When my friend tried to go online to modify his application, his attempts wouldn’t take. Another tech assistant had to access his account for him, warning him that his now-expedited request might have to go back to the end of the line for processing like a new application. (RELATED: China’s Pressure on Taiwan: Nothing to See Here, Says Former Biden State Department Official)
My buddy was really stuck. When he originally requested his renewal, the State Department electronically canceled his old passport, and he was repeatedly warned not to try to travel on it. He began to worry that he might have to cancel his scheduled trip. The upcoming trip required a visa, which would cost as much as his new passport, but he couldn’t request the visa until he received a valid passport. Then there was the six-month rule, which requires that passports be valid for at least six months after the last date of international travel. He figured that if he didn’t receive his passport by mid-March, he was screwed. He was right.
As the weeks turned into months, he actually did cancel his trip, and he took a financial bath in the process. On April 1 — April Fools’ Day — he received notice from the State Department that his passport was completed and that he should expect a two-week delay before receiving it in the mail. He received it on April 15 — Tax Day.
As of this writing, the online application process is still down. Passport service centers will take walk-in customers. There are 4,500 passport processing centers, but you are required to schedule an appointment by phone — the call clicks to dial tone, plays elevator music for an hour, then clicks to dial tone again, and is answered after a two-hour wait (and it could still click to dial tone).
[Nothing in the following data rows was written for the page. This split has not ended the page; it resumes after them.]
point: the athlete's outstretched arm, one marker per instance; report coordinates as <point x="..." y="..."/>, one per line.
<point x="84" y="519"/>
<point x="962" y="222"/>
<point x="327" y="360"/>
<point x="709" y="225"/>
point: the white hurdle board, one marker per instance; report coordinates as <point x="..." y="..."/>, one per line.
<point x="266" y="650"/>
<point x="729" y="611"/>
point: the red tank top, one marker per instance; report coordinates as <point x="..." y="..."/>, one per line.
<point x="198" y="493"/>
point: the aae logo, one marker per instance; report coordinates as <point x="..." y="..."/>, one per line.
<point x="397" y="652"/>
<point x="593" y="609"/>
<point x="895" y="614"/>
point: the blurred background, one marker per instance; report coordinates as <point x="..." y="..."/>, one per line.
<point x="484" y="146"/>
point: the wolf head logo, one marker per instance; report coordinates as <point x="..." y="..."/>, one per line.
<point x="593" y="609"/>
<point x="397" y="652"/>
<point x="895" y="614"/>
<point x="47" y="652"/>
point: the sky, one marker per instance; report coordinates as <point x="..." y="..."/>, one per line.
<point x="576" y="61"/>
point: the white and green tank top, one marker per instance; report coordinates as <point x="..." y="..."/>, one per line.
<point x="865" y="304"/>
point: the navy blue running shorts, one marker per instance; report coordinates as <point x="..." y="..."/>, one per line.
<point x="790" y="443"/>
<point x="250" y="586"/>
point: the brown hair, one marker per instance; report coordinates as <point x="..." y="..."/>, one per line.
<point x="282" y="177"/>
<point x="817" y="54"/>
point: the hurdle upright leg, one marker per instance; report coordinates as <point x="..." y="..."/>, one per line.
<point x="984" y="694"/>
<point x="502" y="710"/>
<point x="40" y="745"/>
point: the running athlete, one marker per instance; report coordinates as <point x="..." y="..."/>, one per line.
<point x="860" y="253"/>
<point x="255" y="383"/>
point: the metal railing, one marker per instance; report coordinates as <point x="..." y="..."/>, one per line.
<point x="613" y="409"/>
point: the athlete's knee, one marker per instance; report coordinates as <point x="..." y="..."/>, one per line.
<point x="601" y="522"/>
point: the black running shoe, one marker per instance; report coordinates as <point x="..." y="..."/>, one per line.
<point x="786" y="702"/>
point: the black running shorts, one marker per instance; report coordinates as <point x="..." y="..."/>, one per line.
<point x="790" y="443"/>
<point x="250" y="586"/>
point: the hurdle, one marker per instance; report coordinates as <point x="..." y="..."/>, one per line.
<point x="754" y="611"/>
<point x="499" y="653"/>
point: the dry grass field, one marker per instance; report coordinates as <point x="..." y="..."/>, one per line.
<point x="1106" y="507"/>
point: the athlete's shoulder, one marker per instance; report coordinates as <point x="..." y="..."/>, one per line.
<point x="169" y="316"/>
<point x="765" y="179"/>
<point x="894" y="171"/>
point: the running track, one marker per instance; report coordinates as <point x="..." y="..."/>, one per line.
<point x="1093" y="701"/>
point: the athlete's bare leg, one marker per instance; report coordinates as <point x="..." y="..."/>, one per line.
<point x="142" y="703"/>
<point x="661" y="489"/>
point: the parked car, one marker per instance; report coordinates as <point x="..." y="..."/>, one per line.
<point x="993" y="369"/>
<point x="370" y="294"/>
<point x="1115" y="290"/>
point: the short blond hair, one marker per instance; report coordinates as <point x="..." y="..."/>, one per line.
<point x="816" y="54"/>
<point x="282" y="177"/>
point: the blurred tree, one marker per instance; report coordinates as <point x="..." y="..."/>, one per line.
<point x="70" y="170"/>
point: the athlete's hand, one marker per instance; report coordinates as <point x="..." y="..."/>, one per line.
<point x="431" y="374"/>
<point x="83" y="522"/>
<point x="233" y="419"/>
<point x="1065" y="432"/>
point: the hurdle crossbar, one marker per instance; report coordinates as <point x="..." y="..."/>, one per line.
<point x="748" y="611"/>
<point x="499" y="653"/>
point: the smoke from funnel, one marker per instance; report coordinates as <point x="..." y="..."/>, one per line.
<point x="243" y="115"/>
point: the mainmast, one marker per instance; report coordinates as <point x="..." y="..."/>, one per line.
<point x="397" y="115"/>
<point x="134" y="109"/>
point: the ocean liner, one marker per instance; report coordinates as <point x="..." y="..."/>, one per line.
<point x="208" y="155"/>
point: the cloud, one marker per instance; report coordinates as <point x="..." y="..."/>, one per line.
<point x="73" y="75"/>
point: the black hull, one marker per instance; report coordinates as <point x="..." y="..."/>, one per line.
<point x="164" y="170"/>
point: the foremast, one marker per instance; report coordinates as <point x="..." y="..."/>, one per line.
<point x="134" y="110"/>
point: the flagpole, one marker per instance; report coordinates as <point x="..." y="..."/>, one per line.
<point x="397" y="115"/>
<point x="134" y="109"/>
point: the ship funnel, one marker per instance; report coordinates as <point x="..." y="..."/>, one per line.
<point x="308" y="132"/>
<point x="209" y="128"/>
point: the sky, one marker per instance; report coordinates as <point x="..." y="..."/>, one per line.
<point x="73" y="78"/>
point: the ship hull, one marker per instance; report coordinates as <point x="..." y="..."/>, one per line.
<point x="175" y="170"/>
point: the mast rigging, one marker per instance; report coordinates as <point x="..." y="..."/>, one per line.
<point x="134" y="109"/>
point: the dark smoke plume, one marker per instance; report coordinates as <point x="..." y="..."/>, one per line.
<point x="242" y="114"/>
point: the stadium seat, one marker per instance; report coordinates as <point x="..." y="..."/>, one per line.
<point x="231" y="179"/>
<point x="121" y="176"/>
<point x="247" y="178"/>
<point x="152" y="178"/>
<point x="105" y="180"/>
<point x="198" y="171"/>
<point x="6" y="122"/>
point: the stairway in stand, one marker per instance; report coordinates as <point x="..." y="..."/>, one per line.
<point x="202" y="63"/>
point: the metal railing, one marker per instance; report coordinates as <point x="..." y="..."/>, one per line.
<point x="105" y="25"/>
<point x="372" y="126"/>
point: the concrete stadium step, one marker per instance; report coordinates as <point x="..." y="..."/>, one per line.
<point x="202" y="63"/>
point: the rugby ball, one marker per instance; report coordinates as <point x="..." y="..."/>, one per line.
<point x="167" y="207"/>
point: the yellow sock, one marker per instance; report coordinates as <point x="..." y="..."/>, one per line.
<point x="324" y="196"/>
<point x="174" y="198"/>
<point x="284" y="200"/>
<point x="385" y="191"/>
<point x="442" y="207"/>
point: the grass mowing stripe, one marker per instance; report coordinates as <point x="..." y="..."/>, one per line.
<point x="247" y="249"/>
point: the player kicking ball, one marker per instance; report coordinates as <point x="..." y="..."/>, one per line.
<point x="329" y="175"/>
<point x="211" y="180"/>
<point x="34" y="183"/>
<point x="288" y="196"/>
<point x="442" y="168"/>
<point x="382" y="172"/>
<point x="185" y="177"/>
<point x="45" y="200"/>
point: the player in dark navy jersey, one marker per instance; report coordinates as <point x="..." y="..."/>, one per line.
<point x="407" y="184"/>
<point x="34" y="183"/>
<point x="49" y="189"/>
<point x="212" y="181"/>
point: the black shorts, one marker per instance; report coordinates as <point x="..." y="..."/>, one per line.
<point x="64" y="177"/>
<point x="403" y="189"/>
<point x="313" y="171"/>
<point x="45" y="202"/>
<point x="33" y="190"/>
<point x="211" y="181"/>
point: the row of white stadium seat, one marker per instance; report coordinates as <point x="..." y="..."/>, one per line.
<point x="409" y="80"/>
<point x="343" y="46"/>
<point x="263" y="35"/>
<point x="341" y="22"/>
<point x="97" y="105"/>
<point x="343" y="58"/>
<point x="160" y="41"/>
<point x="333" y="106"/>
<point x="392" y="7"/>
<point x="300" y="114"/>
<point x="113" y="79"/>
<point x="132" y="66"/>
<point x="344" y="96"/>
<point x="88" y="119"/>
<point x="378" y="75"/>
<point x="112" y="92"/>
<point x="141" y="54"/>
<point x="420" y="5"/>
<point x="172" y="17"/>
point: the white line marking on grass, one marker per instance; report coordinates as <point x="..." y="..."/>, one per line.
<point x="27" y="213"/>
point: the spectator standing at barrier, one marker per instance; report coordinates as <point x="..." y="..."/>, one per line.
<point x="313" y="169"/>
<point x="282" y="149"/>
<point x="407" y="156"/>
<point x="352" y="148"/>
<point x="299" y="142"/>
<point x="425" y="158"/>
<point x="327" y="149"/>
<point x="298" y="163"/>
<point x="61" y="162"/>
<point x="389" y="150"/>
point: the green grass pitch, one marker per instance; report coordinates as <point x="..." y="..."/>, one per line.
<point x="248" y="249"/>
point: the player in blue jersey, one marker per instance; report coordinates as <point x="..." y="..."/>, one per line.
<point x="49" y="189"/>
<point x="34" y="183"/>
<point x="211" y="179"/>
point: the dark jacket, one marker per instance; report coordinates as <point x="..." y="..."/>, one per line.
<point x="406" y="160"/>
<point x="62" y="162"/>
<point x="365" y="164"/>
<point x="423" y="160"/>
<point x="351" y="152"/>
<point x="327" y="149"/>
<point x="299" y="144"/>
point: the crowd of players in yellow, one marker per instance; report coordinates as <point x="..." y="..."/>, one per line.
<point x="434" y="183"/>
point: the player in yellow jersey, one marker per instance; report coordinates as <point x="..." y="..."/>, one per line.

In addition to call centers, there are a number of libraries, county and city courthouses, and auditors that can accept passport requests. The current published wait time to process a passport is 8–11 weeks from the day it is received at the processing center. If you are counting on the U.S. Postal Service, add “up to” four weeks: two weeks to be received and two weeks for delivery. That’s a total of four months!
U.S. citizens need a passport to travel internationally. True, five states — Michigan, Minnesota, New York, Vermont, and Washington — offer enhanced driver licenses that allow access to Canada, Mexico, Bermuda, and Caribbean countries, but only for travel by land or sea. Enhanced driver licenses contain embedded radio frequency identification chips containing personal information and are more difficult to counterfeit than conventional licenses. To get through airport security, you’ll still need a traditional passport.
U.S. passport cards cost about the same as most enhanced driver licenses — except for the state of Washington, which charges over $60 for first-time issues — and offer the same benefits. But it takes just as long — or longer — to receive a passport card as it does for a passport book: 10–13 weeks for routine applications or 7–9 weeks for expedited passports.
The good news is that, under the Biden administration, you can choose your gender and pronouns on both passport books and passport cards. The bad news is that self-identifying as such may not be the safest course of action if you are planning to travel to or through one of the 64 countries that still criminalize all forms of homosexuality.
Regardless of how you choose to identify, U.S. passports are only good for 10 years. The bottom line is that if you’ve had your passport for a while and haven’t traveled in the last three years due to COVID restrictions, then there is a good chance that either your passport expires soon or that most of the pages have already been stamped. And if those unfortunate caveats apply and the process for passport acquisition or renewal remains broken? You aren’t going anywhere soon.